Is Sound Transit’s Link Light Rail a rolling drug den or a rolling homeless shelter?

Sound Transit is the Western Washington “light rail” project, for which people in a large area of the Puget Sound (much of it out of reach of the choo-choo train for decades) pay a property tax, a sales tax, and a car-registration tax every year.  The first leg of the train ran from downtown Seattle to Sea-Tac Airport, and that has been running now for a couple of years, with stations every couple of miles or so, I think (I pay zero attention, as I refuse to acknowledge that it exists).  Additional track has been laid to the north end of Seattle, with stops in the University District and what used to be the Northgate shopping center before it closed.  Construction is moving rapidly across Lake Washington to Microsoft and Google (i.e. Bellevue and Redmond).

There have been news stories in the past year describing equipment breakdowns (escalators not working, communication lines breaking and stopping trains); people getting hit by trains on surface streets, and the usual delays in construction.  The government response to the Covid pandemic greatly reduced the numbers of people riding all forms of public transportation (by design, to keep them from encountering strangers), and ridership is still about 40% of pre-pandemic numbers.  That has predictably led to budget shortfalls, and the agency has noted that with less money coming in, they can’t build as fast.  Now, since Sound Transit has declared fare-collection efforts to be racist, they have been easing up on fare-enforcement, further reducing their available cash.

So today, on, there are two stories by local radio hosts, about what is going on in the light rail cars.  First, KIRO host Dori Monson points to the Sound Transit Rolling Drug Den, emphasizing the drug use by several apparently-homeless individuals.  In his piece, he notes that the lack of fare-enforcement activity has led to the devolution of public transit into a mobile slum.

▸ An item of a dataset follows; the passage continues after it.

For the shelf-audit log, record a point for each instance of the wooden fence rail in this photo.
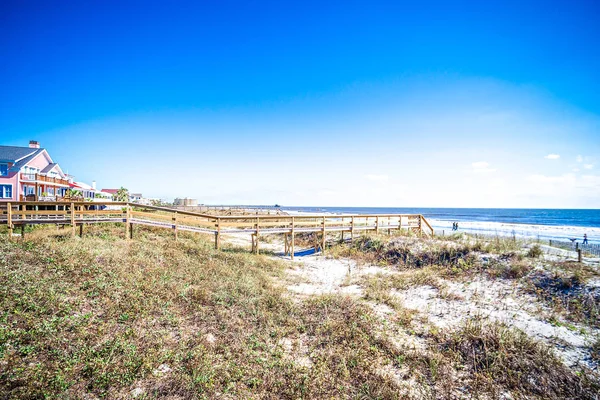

Next, KTTH host Jason Rantz has a piece on the Sound Transit Homeless Shelter, which overlaps with the drug denizens.  I looked at this article, and the video which was sent to Jason has a “not available” message on it, so maybe YouTube doesn’t want to public to see it.  Sound Transit, in their ballot measures which were both approved by slim margins, stressed the cleanliness, speed, and convenience of light rail, so people would abandon their cars and reduce traffic on city streets and freeways (which have always been horrible in Seattle due to its geographical situation between two big bodies of water).  With these two stories, it appears that light rail is not living up to its billing, and actually seems to be living farther and farther down.  But according to our two local radio personalities, Sound Transit apparently is ignoring the filth on its trains, and doing little to solve either problem.

And we, the citizens, are paying through the nose for infrastructure that didn’t work as advertised, doesn’t go where we need to go, and is being ruined for everyone else by the portion of the population whom the local government entities appear to prefer over the law-abiding, tax-paying public.  Unfortunately, the people of Seattle rarely complain very loudly, since their complaints are usually ignored anyway.  It will be very interesting to see what happens to the trains that go across Lake Washington to the tech hubs in Bellevue-will the Microsofties object to the homeless addicts on their trains?  I’ll let you know what happens when those trains start running next year.  In the meantime, I intend to stay as far away from Sound Transit as possible.

And the answer to the question posed in the title?  Both.